Let $A$ be an $n \times m$ matrix and let $B$ be an $m \times n$ matrix. Also, let $n$ be less than $m$. Is it possible to construct $A$ and $B$ such that $AB$ is invertible?
I know that $AB$ must have dimensions $n \times n$. If both $A$ and $B$ are full rank, then $AB$ should also be full rank. Thus, $AB$ should be invertible. However, I can't find a line of reason for why $AB$ should also be full rank.
Any guidance is greatly appreciated!
On
Edit: My answer adresses the original version of the question.
A short answer: no. $A$ and $B$ have $m$ columns and $n$ rows respectively, and you let $n < m$ in the question, so the matrix product $AB$ can't even be defined.
On
$AB$ need not be invertible. To see this, take\begin{equation*} A = \begin{pmatrix} 1 & 0 & 0 \\ 0 & 1 & 0 \\ \end{pmatrix} \end{equation*} \begin{equation*} B = \begin{pmatrix} 1 & 2\\ 2 & 4\\ 3 & 1 \end{pmatrix} \end{equation*} Notice $A$ and $B$ both have full rank, but \begin{equation*} AB = \begin{pmatrix} 1 & 2 \\ 2 & 4 \\ \end{pmatrix} \end{equation*} does not.
If $A$ is $n\times m$ and $B$ is $m\times n$, with $m\lt n$, then $AB$ cannot be invertible.

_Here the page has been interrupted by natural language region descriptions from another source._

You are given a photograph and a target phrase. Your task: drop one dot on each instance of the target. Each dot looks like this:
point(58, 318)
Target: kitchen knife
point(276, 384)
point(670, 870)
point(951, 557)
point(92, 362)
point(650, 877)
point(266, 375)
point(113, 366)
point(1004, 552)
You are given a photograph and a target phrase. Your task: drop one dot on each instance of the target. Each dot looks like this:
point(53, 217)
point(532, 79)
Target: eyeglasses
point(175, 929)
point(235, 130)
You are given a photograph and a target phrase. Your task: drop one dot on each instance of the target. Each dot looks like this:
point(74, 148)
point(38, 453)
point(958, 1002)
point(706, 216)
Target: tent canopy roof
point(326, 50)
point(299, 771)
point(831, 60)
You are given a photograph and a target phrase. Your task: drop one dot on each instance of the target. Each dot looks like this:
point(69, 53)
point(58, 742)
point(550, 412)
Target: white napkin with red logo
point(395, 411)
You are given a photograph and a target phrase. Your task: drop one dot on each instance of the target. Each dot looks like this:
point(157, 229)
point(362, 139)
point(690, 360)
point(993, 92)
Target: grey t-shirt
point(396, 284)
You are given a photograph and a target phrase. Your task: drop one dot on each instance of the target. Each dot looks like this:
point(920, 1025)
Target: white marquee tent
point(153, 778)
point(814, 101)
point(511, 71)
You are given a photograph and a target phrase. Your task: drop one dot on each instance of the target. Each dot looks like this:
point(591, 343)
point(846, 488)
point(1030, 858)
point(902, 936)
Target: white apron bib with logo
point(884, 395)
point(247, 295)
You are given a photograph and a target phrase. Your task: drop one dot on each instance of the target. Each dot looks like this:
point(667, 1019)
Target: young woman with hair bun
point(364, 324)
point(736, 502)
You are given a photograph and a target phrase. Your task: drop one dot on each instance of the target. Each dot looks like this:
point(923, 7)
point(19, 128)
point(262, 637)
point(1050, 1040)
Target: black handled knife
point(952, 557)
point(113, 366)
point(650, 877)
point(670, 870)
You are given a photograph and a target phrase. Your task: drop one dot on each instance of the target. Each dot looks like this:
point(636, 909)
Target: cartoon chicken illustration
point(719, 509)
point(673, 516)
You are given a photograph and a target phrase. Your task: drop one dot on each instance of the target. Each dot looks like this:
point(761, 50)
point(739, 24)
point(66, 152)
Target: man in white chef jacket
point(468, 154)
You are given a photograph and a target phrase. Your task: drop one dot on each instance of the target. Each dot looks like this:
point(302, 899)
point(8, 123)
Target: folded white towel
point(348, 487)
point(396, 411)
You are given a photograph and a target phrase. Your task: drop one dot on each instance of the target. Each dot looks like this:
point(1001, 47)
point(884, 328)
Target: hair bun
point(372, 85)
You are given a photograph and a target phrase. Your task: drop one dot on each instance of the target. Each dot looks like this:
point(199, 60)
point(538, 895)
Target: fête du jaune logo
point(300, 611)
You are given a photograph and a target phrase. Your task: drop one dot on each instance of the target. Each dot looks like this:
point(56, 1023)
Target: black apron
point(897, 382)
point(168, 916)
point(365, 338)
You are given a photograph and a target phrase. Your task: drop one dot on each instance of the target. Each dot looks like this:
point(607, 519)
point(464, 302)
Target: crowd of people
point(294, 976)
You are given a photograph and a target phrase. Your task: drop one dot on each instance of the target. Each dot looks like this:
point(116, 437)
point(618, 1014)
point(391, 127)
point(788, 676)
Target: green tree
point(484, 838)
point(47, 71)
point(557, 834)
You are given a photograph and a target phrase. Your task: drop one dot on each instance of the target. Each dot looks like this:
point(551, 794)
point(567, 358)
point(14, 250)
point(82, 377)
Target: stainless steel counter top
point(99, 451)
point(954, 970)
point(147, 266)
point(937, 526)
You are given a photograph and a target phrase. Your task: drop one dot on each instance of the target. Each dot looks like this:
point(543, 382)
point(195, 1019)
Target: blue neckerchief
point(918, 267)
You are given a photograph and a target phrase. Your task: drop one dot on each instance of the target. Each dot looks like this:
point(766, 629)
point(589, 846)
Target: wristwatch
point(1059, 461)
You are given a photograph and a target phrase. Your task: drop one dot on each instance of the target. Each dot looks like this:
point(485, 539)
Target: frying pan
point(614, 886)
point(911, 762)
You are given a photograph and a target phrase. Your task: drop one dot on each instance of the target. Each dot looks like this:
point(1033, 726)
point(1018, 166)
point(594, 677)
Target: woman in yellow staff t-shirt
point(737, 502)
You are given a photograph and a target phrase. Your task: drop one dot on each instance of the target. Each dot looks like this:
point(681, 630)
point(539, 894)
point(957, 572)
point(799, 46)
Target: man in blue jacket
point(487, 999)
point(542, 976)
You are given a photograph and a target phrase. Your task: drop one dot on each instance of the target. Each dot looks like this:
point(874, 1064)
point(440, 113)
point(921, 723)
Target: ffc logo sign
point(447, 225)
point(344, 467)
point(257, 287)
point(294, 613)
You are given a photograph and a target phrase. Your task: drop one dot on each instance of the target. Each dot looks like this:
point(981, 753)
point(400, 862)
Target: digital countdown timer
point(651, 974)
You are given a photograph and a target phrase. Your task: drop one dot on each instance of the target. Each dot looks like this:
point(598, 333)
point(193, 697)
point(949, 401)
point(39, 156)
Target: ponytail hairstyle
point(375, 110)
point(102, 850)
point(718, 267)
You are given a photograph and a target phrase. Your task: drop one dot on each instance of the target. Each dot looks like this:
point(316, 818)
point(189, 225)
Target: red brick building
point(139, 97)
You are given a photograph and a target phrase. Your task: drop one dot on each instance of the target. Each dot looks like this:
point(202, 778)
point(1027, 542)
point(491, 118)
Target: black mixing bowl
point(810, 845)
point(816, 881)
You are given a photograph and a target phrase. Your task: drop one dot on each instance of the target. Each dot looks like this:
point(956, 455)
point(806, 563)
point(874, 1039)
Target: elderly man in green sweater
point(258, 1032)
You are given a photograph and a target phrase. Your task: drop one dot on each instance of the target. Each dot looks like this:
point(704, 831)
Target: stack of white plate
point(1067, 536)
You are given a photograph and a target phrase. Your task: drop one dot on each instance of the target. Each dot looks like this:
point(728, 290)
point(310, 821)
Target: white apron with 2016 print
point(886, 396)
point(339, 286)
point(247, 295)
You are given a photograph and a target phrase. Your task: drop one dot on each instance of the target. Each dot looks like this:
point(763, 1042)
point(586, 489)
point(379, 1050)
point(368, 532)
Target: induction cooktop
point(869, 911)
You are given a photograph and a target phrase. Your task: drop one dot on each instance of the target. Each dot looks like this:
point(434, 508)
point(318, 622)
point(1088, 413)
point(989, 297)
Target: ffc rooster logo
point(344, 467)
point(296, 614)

If $n\lt m$, then yes, it can be, but it doesn’t have to be.
If $n\lt m$, one example would be to let $A$ have first $n$ columns be the $n\times n$ identity and then fill in with zero columns; and let $B$ have first $n$ rows be the $n\times n$ identity, and the rest of the rows be zero. i.e. $$\begin{align*} A &= \left(\begin{array}{ccccccc} 1 & 0 &\cdots &0 & 0 & \cdots &0\\ 0 & 1 & \cdots & 0 & 0 & \cdots &0\\ \vdots & \vdots & \ddots & \vdots & \vdots & \ddots & \vdots\\ 0 & 0 & \cdots & 1 & 0 & \cdots &0\end{array}\right)\\ B&=\left(\begin{array}{cccc} 1 & 0 & \cdots& 0\\ 0 & 1 & \cdots& 0\\ \vdots & \vdots & \ddots & \vdots\\ 0 & 0 & \cdots & 1\\ 0 & 0 & \cdots & 0\\ \vdots & \vdots & \ddots & \vdots \\ 0 & 0 & \cdots & 0\end{array}\right). \end{align*}$$ Then $AB$ is the $n\times n$ identity.
So it is possible for $AB$ to be invertible. However, it need not be invertible necessarily. For instance, just move the identity matrix in $A$ one column to the right, and the product of $A$ and $B$ will not be full rank. For a worst case scenario, take $m=2n$, and let $A$ have $n$ columns of zeros followed by the identity matrix, and leave $B$ the same. Then $A$ and $B$ both have full rank, but $AB$ is the zero matrix.
On the other hand, if $m\lt n$, then note that the rank of $B$ is at most $m$; that means that the rank of $AB$ is at most $m$, and hence cannot equal $n$ (which you would need for $AB$ to be invertible). Alternatively, because $B$ has more columns than rows, there exists a nonzero vector $\mathbf{v}$ such that $B\mathbf{v}=\mathbf{0}$. But then $(AB)\mathbf{v}=\mathbf{0}$, with $\mathbf{v}\neq\mathbf{0}$, which again tells you $AB$ cannot be invertible.